While there are other countries in Asia known for producing electronics, none can match the sheer volume of China’s manufacturing machine.
“Their factories are reeling with the amount of work that’s coming their way,” Coates emphasizes, adding that “while you may be able to find a factory that’s qualified to meet your needs, it could be months before you get in the queue to have anything manufactured.”
Your stock portfolio will likely be fine
While the tech supply chains may not recover quickly, Tiffany notes that stock markets will probably bounce back.
“Markets react quickly, but recover quickly,” he explains, a result of the fact that so much of trading these days is done by algorithms. “When something happens, a lot of the funds immediately start selling.
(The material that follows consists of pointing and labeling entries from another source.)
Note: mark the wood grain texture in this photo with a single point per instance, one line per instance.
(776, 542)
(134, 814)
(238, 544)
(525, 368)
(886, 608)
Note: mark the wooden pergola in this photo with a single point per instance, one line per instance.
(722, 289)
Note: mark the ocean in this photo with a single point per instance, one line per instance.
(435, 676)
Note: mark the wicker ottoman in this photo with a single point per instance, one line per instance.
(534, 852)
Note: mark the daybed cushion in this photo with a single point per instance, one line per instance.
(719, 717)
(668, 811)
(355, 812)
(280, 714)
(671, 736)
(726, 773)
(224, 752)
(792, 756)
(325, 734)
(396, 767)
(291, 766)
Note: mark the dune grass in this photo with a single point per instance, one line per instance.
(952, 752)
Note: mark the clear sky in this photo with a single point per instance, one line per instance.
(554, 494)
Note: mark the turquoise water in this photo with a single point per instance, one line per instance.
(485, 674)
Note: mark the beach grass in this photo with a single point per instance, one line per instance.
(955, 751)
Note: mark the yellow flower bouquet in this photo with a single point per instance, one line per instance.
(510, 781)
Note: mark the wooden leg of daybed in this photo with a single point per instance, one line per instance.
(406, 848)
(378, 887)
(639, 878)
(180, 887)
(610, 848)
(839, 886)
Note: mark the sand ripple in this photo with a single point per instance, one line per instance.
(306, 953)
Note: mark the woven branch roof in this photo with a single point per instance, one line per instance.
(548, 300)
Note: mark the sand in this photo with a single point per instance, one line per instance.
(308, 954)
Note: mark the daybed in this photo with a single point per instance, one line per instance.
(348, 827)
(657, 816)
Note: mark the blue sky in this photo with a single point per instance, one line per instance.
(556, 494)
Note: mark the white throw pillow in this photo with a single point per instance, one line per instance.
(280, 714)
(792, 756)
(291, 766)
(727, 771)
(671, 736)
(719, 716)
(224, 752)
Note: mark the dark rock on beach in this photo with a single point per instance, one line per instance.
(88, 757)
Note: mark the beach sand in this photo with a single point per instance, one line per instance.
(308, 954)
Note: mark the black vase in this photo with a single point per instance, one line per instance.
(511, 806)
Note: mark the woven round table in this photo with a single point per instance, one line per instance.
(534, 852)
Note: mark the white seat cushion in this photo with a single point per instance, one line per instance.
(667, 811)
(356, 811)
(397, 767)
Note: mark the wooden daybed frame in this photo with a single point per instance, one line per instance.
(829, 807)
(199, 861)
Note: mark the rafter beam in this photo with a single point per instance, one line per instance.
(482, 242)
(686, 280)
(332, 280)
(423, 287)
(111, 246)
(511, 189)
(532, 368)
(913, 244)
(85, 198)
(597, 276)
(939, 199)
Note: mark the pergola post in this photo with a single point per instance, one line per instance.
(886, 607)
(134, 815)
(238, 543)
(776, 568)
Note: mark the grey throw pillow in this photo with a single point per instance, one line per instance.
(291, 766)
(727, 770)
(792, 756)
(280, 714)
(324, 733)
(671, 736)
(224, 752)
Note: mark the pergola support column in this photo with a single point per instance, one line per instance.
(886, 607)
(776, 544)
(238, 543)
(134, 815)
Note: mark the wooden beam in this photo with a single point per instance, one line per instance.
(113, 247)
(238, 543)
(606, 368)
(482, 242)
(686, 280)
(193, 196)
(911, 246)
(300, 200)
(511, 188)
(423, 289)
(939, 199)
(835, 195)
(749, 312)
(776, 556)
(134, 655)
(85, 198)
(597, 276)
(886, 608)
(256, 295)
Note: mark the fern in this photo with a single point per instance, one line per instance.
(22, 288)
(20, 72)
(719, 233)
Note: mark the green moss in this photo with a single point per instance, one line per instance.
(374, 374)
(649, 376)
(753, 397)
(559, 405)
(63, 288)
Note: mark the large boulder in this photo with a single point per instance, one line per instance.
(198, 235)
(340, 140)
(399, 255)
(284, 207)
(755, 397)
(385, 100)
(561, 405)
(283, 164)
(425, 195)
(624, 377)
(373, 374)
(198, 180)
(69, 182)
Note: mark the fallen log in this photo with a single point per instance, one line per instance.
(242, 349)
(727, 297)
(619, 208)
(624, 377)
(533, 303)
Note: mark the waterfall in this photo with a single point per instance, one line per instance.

Not because an analyst sits there and looks at the data and uses human judgment. Trading is overwhelmingly done today by formula. As things begin to happen, the formulas kick in, it’s a downward spiral, everybody starts selling.”
With past pandemic events, Tiffany says, “the recovery has been very rapid, within months, not years. The market not only recovered, but the gains were double digits.”
Brace for shortages
What does all this mean for people shopping for electronics? Higher prices, probably, but Coates warns that in all likelihood, you simply won’t be able to get the products you want.
“Inventories are pretty thin, because we got pretty good at global sourcing and the logistics associated with it,” she explains. “We got really good at that over the last 10 or 15 years, so there wasn’t any reason to keep a lot of inventory.” With the cupboards bare and production clogged, new gadgets could be scarce in the coming months.
“I remember after the tsunami hit Japan,” Coates recalls, “and I was in the market for a car. I wanted to buy a Lexus and I went to the dealer, drove the car, all set to go, and sat down to sign the contract and he said, ‘Actually, because of the shortage of parts, we haven’t been able to make that model for a while, so you have to wait six months to get your car.’ That was just the tsunami; it’s a drop in the bucket compared to what’s going on in China now.”